Physics, Academia and Princeton Consultants

Friday, January 3, 2020

A former colleague recently offered “some controversial and unpopular advice on ultimately succeeding in academia” in University Business, which covers college and university management of enrollment, IT, facilities and academic affairs.

In “Why You Should Not Become an Adjunct--Yet,” Dr. Matthew Wright, chair of the Department of Physics at Adelphi University, encourages aspiring professors to leave the traditional academic career path and work in the private sector for a time. He was compelled to write the article after learning that many PhD’s awaiting full-time faculty positions obtain food from soup kitchens because of need.
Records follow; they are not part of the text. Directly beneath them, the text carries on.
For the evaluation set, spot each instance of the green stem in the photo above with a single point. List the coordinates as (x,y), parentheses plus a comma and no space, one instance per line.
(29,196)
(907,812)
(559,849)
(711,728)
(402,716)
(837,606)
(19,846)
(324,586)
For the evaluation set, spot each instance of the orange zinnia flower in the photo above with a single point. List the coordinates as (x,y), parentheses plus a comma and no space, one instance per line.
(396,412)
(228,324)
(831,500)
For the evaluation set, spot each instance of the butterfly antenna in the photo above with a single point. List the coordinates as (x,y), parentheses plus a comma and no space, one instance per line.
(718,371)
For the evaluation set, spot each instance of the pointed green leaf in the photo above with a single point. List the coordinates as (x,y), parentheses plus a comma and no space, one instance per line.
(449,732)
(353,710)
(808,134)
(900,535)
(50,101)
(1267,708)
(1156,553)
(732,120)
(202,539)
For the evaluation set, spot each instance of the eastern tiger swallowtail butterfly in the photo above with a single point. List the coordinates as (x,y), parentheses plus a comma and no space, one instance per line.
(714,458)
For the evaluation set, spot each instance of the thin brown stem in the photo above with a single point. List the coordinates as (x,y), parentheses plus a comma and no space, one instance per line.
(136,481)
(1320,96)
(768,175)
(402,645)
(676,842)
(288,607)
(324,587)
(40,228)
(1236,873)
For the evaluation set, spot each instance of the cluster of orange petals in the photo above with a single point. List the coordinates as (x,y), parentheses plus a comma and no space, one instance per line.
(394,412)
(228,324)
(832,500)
Through the right job, Matthew counsels, academics can earn much better income and moreover “develop an arsenal of skills and a network of people.”

Matthew writes, "Before I became a professor, I took my doctorate and found a job at Princeton Consultants. It’s an excellent firm. Each consultant did wonderful work. It was filled with intelligent, friendly people—many of whom had doctorates. Now, as a professor, I reference my work at that consulting firm more times than I can count."

When Matthew joined our firm, he was like many of our consultants: about 33% of our staff has earned a PhD (another third has a Masters) and 40% has a degree in Physics. For more than 35 years, Princeton Consultants has hired physicists and quantitative scientists with outstanding academic track records. Visit www.princeton.com/physics to learn more and view conversations.

“Physicists are malleable and can solve almost any problem,” Matthew says in conversation, and points out that our firm teaches them vital skills such as learning from a business’s subject matter experts, harnessing the problem-solving mindset in a meeting, and getting buy-in from clients. Many university students want to hand in the “perfect” paper, he observes, which is not realistic. Consulting work can teach them how to “build up” to a solution.

At Princeton Consultants, Matthew worked on a variety of strategic and operational projects for Fortune 500 companies. He admired our highly successful Rapid Application Delivery (RAD) sessions, an organized approach for turning top management vision into well-defined action plans, with a thorough analysis of issues and risks for each one. Matthew uses the methodology and umbrella of skills almost daily as a professor to overcome students’ tendency to fail to focus on deliverables.

Matthew says he could not write well when he joined Princeton Consultants, and it was an obstacle to success. Firm leaders gave him training practices for writing that he found invaluable. Now Matthew skillfully writes scholarly articles and presentations, grant applications, and teaching materials. He is also active on Twitter.

After leaving our firm, Matthew performed further post-doc studies at Harvard and then joined the faculty at Adelphi. Over the years, other members of Princeton Consultants, after thriving at our firm, have rejoined academia as a professor or researcher.

In early 2019, Matthew invited his friend and former colleague, Princeton Consultants Director Bob Steen—who holds a PhD in Space Physics and Astronomy—to speak to Adelphi students about the benefits of a career in consulting. Bob’s talk (pictured above) was a hit, Matthew wrote, affirming the career advice he offers in University Business. It is quite gratifying to read that his experience at Princeton Consultants was so enjoyable and edifying that he recommends it to students at Adelphi and beyond.